Photo : Coalition de la Petite-Bourgogne

Les oubliés de la société… et de la campagne électorale

Gabriela Jakubovits, Vues sur la Bourgogne, Montréal, automne 2018

Personne ne rend visite à Monsieur M. Pas un chat… Lorsqu’il entend cogner à la porte, il sait que ce n’est pas un ami ou quelqu’un de la parenté – il n’en a pas. Alors il n’ouvre pas. Derrière sa porte, Monsieur M vit une réalité parallèle, oublié et évité par les voisins, par le réseau de la santé, par la vie qui vibre dans les rues de Montréal et par les politiciens en campagne électorale.

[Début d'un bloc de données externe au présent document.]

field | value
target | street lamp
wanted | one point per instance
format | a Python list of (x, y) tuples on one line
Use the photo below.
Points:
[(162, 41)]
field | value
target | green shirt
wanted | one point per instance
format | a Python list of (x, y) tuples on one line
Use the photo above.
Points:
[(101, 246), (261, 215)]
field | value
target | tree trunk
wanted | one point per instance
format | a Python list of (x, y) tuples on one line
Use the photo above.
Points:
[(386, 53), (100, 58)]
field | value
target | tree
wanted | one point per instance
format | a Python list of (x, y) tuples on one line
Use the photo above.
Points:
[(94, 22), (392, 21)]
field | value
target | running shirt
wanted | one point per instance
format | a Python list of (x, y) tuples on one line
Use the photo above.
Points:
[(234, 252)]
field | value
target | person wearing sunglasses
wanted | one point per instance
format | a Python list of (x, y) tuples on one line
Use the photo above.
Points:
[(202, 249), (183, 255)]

Il fait partie d’un univers qu’on aime mieux balayer sous le tapis parce que cette réalité parallèle, elle n’est pas joyeuse, elle n’est pas belle, elle ne fait pas croître l’économie et elle ne fait pas bien paraître notre société accueillante, solidaire et bien organisée. Monsieur M avec ses punaises et ses coquerelles, ses sacres et ses dents manquantes, sa bière et sa mauvaise humeur, ce n’est pas au sujet de lui que les politiciens s’enflamment et se coupent la parole et ce n’est pas à lui qu’ils essaient de vendre leurs idées bien emballées.

Et pourtant. Dans les habitations sociales de la Petite-Bourgogne, les personnes oubliées, laissées pour compte, dépourvues et mises de côté comptent pour au moins 10% des locataires, selon les quelques 500 visites de porte-à-porte effectuées dans le cadre d’un projet collaboratif nommé PARI (Projet d’accompagnement, de référence et d’intervention). Ce petit chiffre a le malheur de paraître insignifiant. Mais on parle bien d’une personne sur dix qui ne recevra pas de services de santé, qui vivra peut-être dans l’insalubrité et que l’on retrouvera peut-être quand il sera trop tard.

La pauvreté sociale extrême a un grand coût humain. Elle a aussi un coût financier : interventions policières, exterminations, hospitalisations, expulsions, rénovations, etc. Ramasser les dégâts est bien plus coûteux que les prévenir. Tout le monde le sait. Mais le sujet n’est pas à la mode et ne fera certainement pas gagner de votes, alors il est plus simple de parler des familles, des travailleurs et de s’adresser à ceux qui emboîtent le pas. Et alors on laisse Monsieur M devenir un humain oublié.